U.S. Ambassador to Russia reaffirms support for Ukraine's integrity – media
The U.S. ambassador to Russia said Washington was committed to defending Ukraine's territorial integrity, saying the issue of Moscow's annexation of Crimea and the conflict in eastern Ukraine was "a core part of our estrangement with Russia."
In an interview with RFE/RL's Russian Service published on April 13, Jon Huntsman also called on Russia to "engage in a helpful process that will allow the people of Ukraine to see their nation restored," RFE/RL wrote.
"We do care deeply about the territorial integrity of Ukraine, which has been badly violated," Huntsman said. "[Moscow's 2014] annexation of Crimea and the ongoing conflict in eastern Ukraine… – it has not been resolved. Nothing has been done in terms of positive steps toward recreating the contours of a whole and free Ukraine…."

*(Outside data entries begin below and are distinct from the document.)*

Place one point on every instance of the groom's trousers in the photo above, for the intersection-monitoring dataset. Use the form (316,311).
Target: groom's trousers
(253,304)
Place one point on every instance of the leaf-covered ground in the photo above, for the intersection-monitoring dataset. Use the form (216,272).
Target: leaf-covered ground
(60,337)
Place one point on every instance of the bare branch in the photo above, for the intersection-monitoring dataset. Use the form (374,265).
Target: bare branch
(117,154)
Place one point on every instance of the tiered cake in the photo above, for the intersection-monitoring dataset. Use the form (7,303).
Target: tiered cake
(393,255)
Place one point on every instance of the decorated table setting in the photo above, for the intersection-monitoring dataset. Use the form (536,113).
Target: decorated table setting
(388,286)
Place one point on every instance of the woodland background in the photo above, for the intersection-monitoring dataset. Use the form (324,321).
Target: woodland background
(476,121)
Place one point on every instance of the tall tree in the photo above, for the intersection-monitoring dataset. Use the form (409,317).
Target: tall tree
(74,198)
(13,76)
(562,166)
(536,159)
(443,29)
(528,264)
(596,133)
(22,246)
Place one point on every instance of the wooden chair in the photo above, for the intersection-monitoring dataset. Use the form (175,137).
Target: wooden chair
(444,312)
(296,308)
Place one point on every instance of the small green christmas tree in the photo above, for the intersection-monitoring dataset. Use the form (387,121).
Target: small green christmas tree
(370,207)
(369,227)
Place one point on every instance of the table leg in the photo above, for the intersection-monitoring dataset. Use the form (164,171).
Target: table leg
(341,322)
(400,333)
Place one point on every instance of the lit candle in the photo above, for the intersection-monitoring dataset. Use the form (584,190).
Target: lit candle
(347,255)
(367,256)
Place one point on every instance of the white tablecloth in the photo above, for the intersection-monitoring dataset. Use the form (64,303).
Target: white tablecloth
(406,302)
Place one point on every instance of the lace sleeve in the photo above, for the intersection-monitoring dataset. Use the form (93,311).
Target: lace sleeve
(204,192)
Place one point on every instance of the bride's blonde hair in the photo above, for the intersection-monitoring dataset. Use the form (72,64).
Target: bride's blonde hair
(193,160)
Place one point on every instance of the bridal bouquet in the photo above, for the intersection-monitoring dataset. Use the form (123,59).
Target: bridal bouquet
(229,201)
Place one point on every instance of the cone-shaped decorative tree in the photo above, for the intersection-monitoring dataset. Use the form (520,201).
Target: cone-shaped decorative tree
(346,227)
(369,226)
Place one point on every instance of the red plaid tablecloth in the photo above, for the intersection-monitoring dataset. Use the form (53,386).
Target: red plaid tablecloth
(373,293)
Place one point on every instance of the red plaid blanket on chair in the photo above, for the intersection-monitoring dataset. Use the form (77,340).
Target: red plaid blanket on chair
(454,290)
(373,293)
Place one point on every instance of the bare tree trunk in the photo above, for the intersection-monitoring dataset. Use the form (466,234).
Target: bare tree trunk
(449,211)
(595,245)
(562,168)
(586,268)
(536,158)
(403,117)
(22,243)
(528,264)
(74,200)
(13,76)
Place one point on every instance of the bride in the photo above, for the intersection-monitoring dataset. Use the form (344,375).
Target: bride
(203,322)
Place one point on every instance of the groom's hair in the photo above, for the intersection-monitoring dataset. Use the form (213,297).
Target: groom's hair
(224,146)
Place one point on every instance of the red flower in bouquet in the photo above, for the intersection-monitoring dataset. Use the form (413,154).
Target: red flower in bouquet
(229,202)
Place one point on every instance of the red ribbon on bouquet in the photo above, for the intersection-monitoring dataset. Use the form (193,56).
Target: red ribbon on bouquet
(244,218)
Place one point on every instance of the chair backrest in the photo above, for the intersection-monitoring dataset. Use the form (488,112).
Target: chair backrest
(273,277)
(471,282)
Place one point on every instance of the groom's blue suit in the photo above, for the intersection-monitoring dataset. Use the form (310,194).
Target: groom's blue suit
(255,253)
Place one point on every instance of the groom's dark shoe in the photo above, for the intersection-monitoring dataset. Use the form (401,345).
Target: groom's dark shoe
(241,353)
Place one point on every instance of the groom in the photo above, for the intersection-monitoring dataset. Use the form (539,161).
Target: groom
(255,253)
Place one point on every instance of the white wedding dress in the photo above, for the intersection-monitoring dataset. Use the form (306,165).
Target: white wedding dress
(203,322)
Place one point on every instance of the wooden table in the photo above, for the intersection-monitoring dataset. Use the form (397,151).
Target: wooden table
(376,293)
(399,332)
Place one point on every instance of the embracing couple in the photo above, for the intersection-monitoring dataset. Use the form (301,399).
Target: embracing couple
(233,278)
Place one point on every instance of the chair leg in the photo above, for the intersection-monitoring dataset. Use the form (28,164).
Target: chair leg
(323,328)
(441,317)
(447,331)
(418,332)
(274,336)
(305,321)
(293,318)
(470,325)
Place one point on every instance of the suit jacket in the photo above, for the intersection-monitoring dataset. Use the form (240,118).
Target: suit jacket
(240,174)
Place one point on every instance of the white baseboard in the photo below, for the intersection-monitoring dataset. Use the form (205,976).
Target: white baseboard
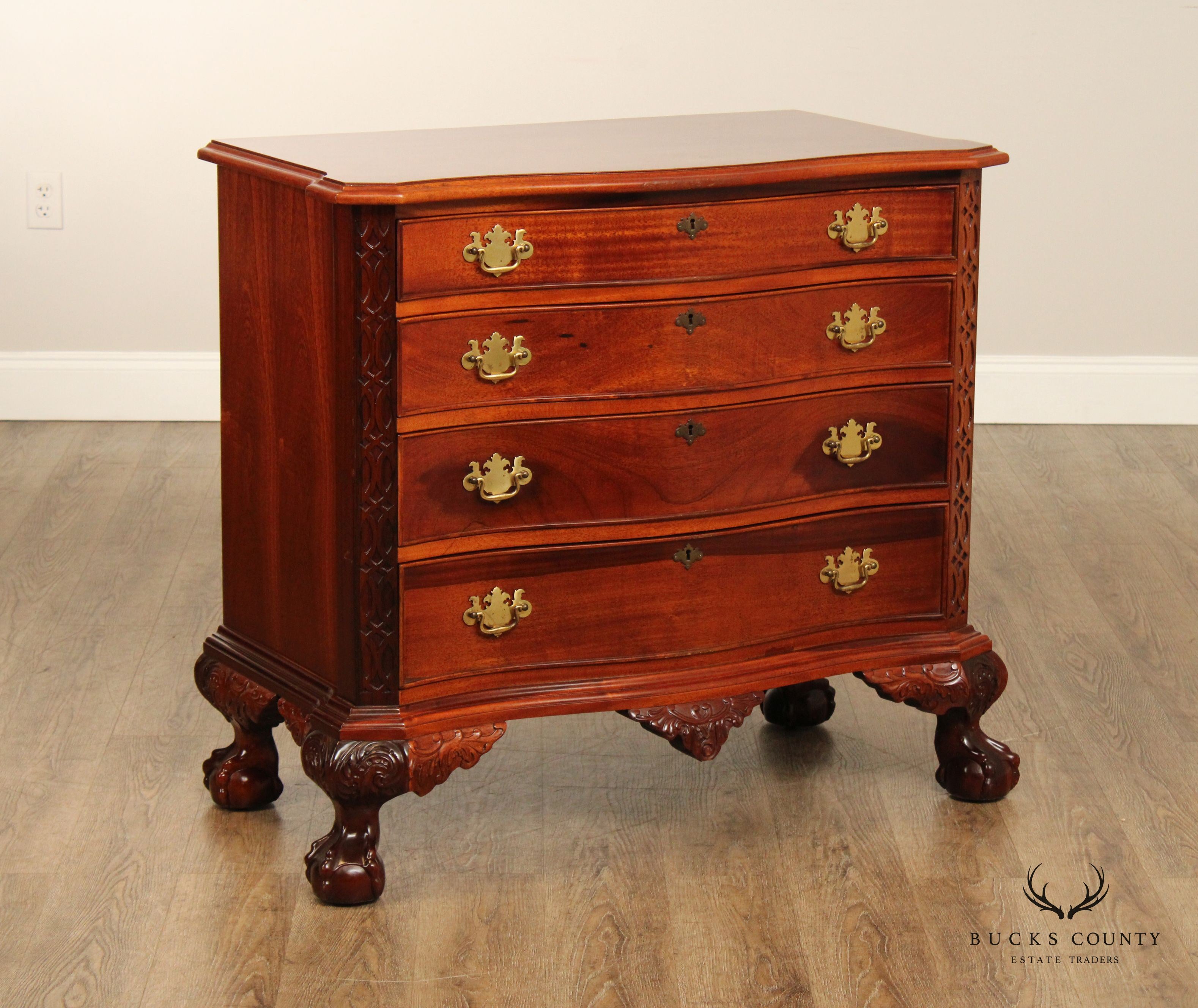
(87,385)
(1087,390)
(187,386)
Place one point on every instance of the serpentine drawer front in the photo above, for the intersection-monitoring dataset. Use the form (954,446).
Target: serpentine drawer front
(683,241)
(668,417)
(672,346)
(602,605)
(653,465)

"It is time to get to the negotiating table and find some solutions, which has not been the case for the last many years," he added.
Huntsman's comments come just over five years after Russia seized the Black Sea peninsula of Crimea and then annexed it, a move that has been rejected by the overwhelming majority of United Nations members.
In April 2014, the month after the Crimea annexation, armed men began seizing key buildings in parts of Ukraine's eastern Donbas region, and a full-blown war broke out shortly thereafter.
Diplomats and journalists have documented Russia's backing for the fighters, who have battled Ukrainian government-backed forces. More than 13,000 people have died.
The United States, the European Union, and others imposed economic sanctions against Russia following the annexation and the outbreak of fighting, sanctions that remain in place despite indications from U.S. President Donald Trump that he might consider easing them.
Huntsman said that maintaining sanctions against Russia is one of the few matters on which both major U.S. political parties agree.
"This issue, in the United States Senate, has united almost 100 percent of Republicans and Democrats," he said.
The International Criminal Court ruled in November 2016 that the war in eastern Ukraine was "an international armed conflict between Ukraine and the Russian Federation."
In addition to Crimea and the Donbas conflict, Huntsman cited the conclusions of the U.S. intelligence community that Russia sought to meddle in the 2016 U.S. presidential election.
And he cited the case of Russian lawyer Sergei Magnitsky, whose 2009 death in a Russian prison led to the passage of a U.S. law that has infuriated the Kremlin.
"People uniformly in Congress feel very strongly about these issues and how we should respond," he said.